El cardenal se acercó más todavía.

—Pero ¿qué carta es esa? —dijo.

—¡Oh!, bien lo sabéis.

—Sin embargo, decidlo.

—Una carta que escribisteis a París desde Viena con objeto de estorbar el casamiento del príncipe.

No pudo ocultar el prelado un movimiento de temor.

—¿Y esa carta…? —balbuceó.

—La sé de memoria.

—Es una traición de M. de Breteuil.

—¿Por qué?

—Porque se la pedí cuando se decidió el casamiento.

—¿Y qué os contestó?

—Que la había quemado.

—Porque tuvo miedo de deciros que la había perdido.

—¿Perdido?

—Sí… y como ya podéis presumir, una carta perdida… cualquiera puede hallarla.

—¿De manera que la que yo escribí a M. de Breteuil…?

—Sí…

—¿Y él pretende haber quemado…?

—Yo la he hallado por casualidad, pasando por el patio de mármol de Versalles.

—¿Y no la habéis devuelto a M. de Breteuil?

—Al hacerlo hubiera hecho un disparate.

—¿Por qué?

—En mi condición de hechicero, sabía que Vuestra Eminencia, a quien quiero mucho, me odiaba de muerte, y ya comprendéis… un hombre sin armas que sabe que al cruzar un bosque van a atacarle y halla una pistola cargada…

—¿Qué?

—Que sería un necio este hombre si no se apoderase de ella.

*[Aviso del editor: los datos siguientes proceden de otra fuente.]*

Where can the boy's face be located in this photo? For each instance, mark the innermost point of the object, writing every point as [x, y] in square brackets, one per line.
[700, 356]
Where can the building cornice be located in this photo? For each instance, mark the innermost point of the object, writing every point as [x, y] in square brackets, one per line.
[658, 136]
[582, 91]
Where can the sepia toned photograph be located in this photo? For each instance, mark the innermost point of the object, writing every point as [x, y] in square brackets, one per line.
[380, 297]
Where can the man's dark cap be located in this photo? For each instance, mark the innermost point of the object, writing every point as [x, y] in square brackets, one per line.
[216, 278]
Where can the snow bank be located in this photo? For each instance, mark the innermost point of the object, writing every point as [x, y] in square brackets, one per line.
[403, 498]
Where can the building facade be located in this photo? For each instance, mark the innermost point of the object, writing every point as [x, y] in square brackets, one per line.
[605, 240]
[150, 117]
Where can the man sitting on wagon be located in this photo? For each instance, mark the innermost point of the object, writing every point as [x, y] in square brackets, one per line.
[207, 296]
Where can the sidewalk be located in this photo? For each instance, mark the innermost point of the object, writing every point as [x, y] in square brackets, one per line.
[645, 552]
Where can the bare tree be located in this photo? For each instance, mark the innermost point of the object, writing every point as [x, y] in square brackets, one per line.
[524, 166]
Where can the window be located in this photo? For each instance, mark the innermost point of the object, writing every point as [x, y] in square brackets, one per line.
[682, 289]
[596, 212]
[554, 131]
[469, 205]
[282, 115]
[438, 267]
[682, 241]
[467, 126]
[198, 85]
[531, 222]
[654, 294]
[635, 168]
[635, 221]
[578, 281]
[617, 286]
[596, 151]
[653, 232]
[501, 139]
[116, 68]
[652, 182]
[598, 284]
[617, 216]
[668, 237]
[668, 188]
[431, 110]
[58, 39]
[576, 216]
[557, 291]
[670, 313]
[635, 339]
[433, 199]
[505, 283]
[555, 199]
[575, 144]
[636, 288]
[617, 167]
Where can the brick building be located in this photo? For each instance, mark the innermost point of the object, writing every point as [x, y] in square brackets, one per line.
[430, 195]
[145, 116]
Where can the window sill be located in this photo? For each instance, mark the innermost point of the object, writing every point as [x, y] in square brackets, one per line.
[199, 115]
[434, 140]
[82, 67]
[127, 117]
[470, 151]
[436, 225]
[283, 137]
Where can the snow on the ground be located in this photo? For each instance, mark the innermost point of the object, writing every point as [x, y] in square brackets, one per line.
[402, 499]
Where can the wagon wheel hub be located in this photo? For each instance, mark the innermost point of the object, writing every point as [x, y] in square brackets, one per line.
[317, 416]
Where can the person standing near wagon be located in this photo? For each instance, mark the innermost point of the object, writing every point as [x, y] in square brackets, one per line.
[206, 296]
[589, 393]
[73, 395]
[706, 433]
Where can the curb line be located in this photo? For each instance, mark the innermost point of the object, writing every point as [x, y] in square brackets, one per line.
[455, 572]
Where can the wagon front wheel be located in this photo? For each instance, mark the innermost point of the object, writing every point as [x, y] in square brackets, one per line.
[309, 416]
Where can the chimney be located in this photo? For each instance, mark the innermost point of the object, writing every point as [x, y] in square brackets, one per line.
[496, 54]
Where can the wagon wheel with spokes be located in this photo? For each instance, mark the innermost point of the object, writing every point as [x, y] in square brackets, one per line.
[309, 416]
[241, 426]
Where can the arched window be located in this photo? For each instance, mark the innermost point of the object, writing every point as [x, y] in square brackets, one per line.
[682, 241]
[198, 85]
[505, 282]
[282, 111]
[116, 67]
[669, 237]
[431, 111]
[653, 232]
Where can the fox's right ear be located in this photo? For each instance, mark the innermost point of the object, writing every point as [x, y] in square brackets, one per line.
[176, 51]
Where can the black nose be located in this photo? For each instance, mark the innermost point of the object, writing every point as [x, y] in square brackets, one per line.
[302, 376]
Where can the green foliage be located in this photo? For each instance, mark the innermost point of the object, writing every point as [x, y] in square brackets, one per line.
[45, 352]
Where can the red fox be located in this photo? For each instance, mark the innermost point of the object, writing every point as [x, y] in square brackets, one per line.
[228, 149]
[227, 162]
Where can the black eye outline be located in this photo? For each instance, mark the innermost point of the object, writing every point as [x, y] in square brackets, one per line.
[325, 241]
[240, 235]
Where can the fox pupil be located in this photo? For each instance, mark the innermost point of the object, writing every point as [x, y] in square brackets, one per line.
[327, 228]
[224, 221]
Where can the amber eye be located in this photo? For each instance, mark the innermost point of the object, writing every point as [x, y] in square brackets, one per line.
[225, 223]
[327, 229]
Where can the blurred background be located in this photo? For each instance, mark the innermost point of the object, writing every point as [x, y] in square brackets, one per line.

Sintiéndose vacilar el prelado, se apoyó en el antepecho de la ventana; pero, después de algunos instantes de perplejidad, durante los cuales pudo el conde ver todas las variaciones de su rostro, dijo:

—Es verdad; pero no se dirá que un príncipe de mi familia se ha atemorizado ante un charlatán. Sí, en efecto, se hubiese perdido esa carta, aunque sea cierto que la habéis hallado, aunque se la presentaseis a la misma princesa, y me perdieseis como hombre político, mantendré mi papel de súbdito leal y fiel embajador. Expondré la verdad, esto es, que me parecía esa alianza perjudicial a los intereses de mi nación, y ella me defenderá, o me compadecerá.

—Y si alguno se presenta diciendo que el embajador, joven, noble y galante, muy confiado en su nombre de Rohán y en su título de príncipe, no dice eso porque imagine que la alianza austriaca es dañosa a los intereses de la Francia, sino porque recibido afectuosamente por la archiduquesa María Antonieta, ese orgulloso embajador se había jactado de ver en esa afabilidad alguna cosa más que… afabilidad, ¿qué responderá el fiel súbdito, al embajador leal?

—Negará, porque de ese sentimiento que creéis haber existido, no ha quedado prueba alguna.

—Os equivocáis, ¡ah!, sí por cierto; la frialdad de la archiduquesa para con vos. El cardenal dudó.

—Príncipe, creedme —continuó el conde—, en vez de enfadarnos, como ya hubiera pasado a no tener yo más prudencia que vos, seamos buenos amigos.

—¿Buenos amigos?

—¿Por qué no? Los buenos amigos son los que hacen servicios, cuando llega la ocasión.

—¿Yo los he solicitado nunca de vos?

—Esa es la falta que habéis cometido, porque desde hace dos días, que estáis en París…

—¿Yo?

—Sí, vos. ¿Pero por qué queréis ocultarme nada, sabiendo que soy hechicero? Os separasteis de la princesa en Soissons, vinisteis en posta a París por el camino más corto, para solicitar de vuestros amigos favores que os han negado, y después de recibir algunos desaires, capaces de desesperar a cualquiera, fuisteis en posta a Compiègne.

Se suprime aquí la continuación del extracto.